The undisputed hero of the construction of the Babylon set, as well as other sets in Intolerance, was Frank "Huck" Wortman, the chief carpenter, set builder and stage mechanic. A rough, down-to-earth man who chewed tobacco and spat out of the side of his mouth, it was Wortman who saved Griffith thousands of dollars in production costs by imagining and improvising new ways of making huge sets look the part. The beautiful archways in the Jerusalem set, for example, were ingeniously created by bending thin boards and coating them in plaster. Overall, Griffith depended heavily on Wortman to raise the Babylon set to newer, more stupendous heights. Everyday the sets kept growing larger and higher than the original plans called for. There was a very real fear that they would collapse, so whenever a nighttime windstorm fell upon the city, Wortman and several other crewmen would jump into their cars and race to the set in order to reinforce the cable supports. While the publicity for Intolerance greatly exaggerated the sets as reaching 500 feet high, the truth behind the legendary sets placed the bar for future epic movies in terms of grandiosity and workmanship.
Critics have been debating the strengths and weaknesses of this gargantuan motion picture for well over a century. The extras on the Cohen Film Collection’s 2013 DVD restoration tell us that original audiences had no trouble understanding the multiple story structure. The film's reported box-office failure may have occurred because Griffith insisted on touring it with an expensive full orchestra. Another factor is that it was released during WW1, at a time when many newspapers and politicians were lobbying President Wilson to enter the war. That's not optimal timing for an essentially pacifist movie.

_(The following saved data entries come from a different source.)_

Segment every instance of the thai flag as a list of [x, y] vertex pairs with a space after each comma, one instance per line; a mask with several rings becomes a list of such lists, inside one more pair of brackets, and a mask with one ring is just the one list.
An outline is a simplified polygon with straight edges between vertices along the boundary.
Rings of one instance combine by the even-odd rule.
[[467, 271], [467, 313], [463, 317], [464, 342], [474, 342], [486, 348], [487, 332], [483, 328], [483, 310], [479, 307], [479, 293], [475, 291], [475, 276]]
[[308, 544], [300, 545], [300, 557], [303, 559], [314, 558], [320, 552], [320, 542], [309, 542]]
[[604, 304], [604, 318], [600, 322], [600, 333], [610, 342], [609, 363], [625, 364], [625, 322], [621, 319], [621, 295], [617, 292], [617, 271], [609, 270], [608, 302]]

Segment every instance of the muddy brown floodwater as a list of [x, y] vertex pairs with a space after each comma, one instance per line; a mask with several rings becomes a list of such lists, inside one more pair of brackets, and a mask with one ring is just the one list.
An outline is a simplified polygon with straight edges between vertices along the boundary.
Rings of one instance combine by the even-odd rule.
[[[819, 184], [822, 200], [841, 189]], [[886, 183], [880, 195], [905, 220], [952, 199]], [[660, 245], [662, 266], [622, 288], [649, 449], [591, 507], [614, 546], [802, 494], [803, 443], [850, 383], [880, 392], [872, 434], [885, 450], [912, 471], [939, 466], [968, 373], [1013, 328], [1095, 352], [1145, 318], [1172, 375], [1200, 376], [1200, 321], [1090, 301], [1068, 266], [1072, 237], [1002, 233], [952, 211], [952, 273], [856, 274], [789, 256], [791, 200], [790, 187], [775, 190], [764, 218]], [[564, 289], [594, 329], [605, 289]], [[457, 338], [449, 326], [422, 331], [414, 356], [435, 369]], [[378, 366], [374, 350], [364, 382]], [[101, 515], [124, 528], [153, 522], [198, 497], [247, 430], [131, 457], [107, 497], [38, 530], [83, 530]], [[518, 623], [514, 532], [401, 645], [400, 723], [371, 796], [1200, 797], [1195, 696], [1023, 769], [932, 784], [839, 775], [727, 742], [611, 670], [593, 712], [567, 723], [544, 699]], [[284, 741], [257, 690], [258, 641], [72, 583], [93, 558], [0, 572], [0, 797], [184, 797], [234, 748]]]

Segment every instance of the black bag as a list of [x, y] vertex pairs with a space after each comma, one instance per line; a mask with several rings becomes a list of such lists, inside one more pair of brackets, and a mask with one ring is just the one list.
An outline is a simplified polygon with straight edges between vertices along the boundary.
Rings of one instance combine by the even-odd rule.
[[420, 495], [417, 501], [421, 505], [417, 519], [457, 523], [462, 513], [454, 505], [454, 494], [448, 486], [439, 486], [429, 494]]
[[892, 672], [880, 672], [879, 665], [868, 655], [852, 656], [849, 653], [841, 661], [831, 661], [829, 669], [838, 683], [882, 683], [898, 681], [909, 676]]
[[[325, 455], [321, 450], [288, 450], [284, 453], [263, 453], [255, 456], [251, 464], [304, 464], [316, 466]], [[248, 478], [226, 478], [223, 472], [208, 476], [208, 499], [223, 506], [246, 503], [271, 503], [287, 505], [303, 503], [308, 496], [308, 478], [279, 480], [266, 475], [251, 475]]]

Director/Producer: D.W. Griffith
Screenplay: Tod Browning, D. W. Griffith
Cinematography: G. W. Bitzer, Karl Brown
Art director: Walter Hall
Production designer: D.W. Griffith
Set design: Frank "Huck" Wortman
New Score by Carl Davis
Principal Cast: Olga Grey (Mary Magdalene), Lillian Gish (The Eternal Mother), Robert Harron (The Boy), Joseph Henabery (Admiral Coligny), Lloyd Ingraham (Judge of the Court), Elmo Lincoln (Belshazzar's bodyguard).